The UFC doesn't always put together great cards. For whatever reason, though, for a good long while, these events that lacked star power somehow consistently delivered non-stop action.
This event lacked star power, and while it had some nice finishes, the only important fights (the co-main and main events) both flopped mightily. This left fans grumpy, disappointed and bitter...with pretty good cause.
So what did fans new to the sport learn from all that? Was there anything to learn? Find out right here!
The Ladies Can Throw Down
Right or wrong, the WNBA is defined by the way it doesn't measure up to the NBA. It's sad, it's a bit unfair, but it's a fact.
In fighting, the women by-and-large lack the technical prowess and athleticism of their male counterparts at this infantile stage of the sport. That said, when they fight, they tend to turn heads, regardless of the shallow talent pool.
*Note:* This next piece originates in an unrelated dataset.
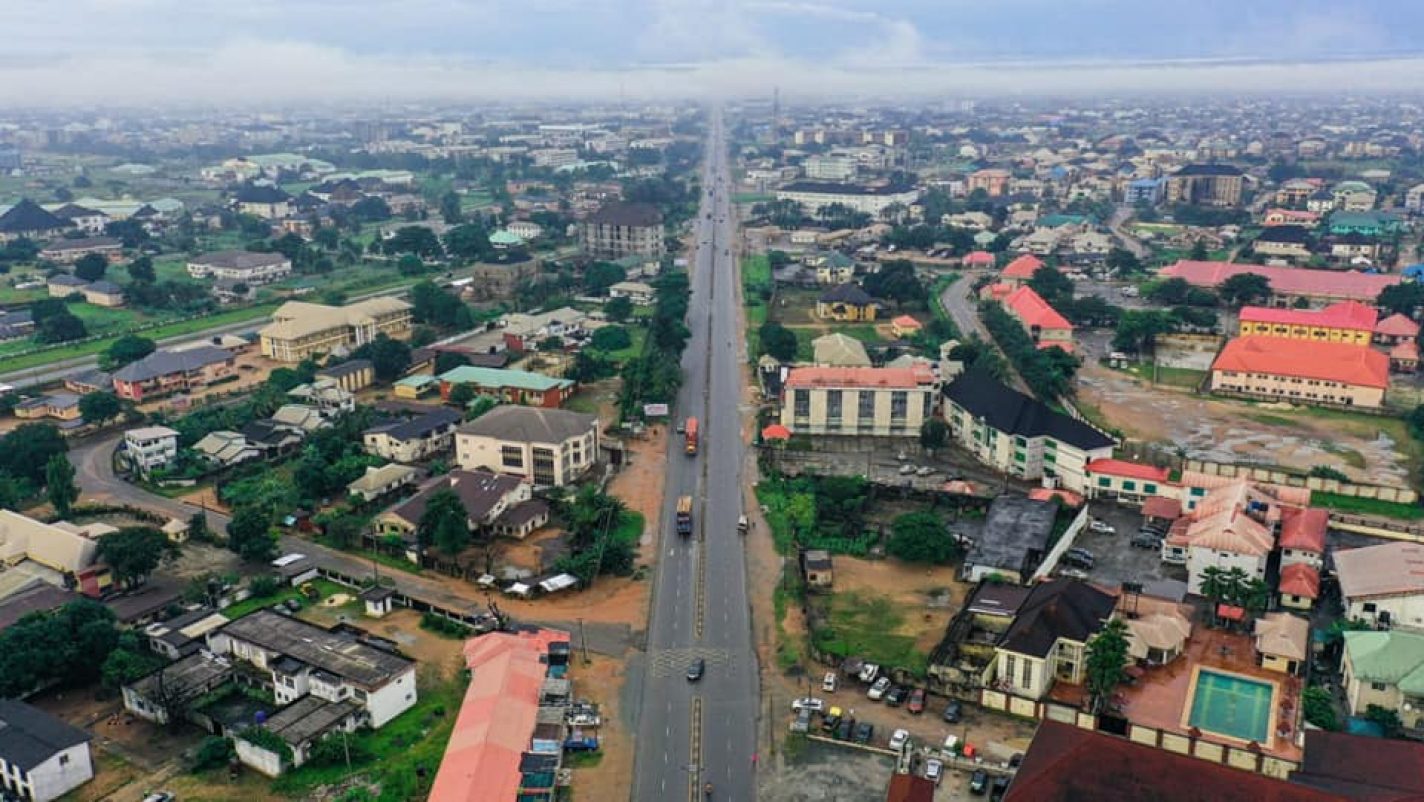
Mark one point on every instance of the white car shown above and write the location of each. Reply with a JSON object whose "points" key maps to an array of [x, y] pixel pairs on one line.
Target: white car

Sheila Gaff and Amanda Nunes both came out swinging. Gaff demonstrated outstanding strength, essentially escaping Nunes' mount position by standing up. Nunes demonstrated raw ferocity on par with that of Quinton "Rampage" Jackson.
This made for an exciting, albeit brief, brawl that ended with a devastating TKO for Nunes.
Being Exciting Does Not Equal Being Good
Tom "Kong" Watson became an overnight sensation for his exciting knockout of Stanislav Nedkov, which saw the two fighters do their best to imitate Rock 'Em Sock 'Em Robots in the Octagon. Thales Leites achieved fame by having world-class fighting skills.
For whatever reason, this fight wound up on the main card and demonstrated that a "Just Bleed" style of fighting does not always cut it. Leites, again and again, took down Watson and kept him there like a wet carpet thrown over a fat kid.
Leites came away with a slam-dunk decision victory. Watson walked out of the cage with a swollen face.
Lots of Finishes Can Mess with a Card
Almost everyone loves a good knockout. The same goes for a crafty submission.
The small segment of the population that doesn't? They probably work in the programming booth for the UFC.
The preliminary card featured four first-round finishes. The main card added another, alongside another stoppage early in the second round. That left the UFC scrambling to put something together to fill up the TV time blocks on FX and PPV.
The result was a massive amount of movie trailers and promotional videos for upcoming events and almost every preliminary card fight getting replayed at some point during the broadcast.
An ugly situation with no good solution, honestly.
Tailor Back Expectations
Jose Aldo vs. Chan-Sung Jung was supposed to be exciting as hell. It wasn't.
The same goes for Benson Henderson vs. Frankie Edgar 2, Rashad Evans vs. Quinton Jackson, Gray Maynard vs. Clay Guida, etc.
You get the point. Oftentimes, when a fight seems certain to be awesome, it winds up being an utter flop. Jung vs. Aldo fit that bill perfectly as the man billed as the most exciting fighter in MMA was content standing in place, eating jabs while the most fearsome champion not named Jon Jones huffed and puffed and blew.
Even veteran MMA fans fall prey to the trap of buying into this hype. We should have learned by now...but we haven't.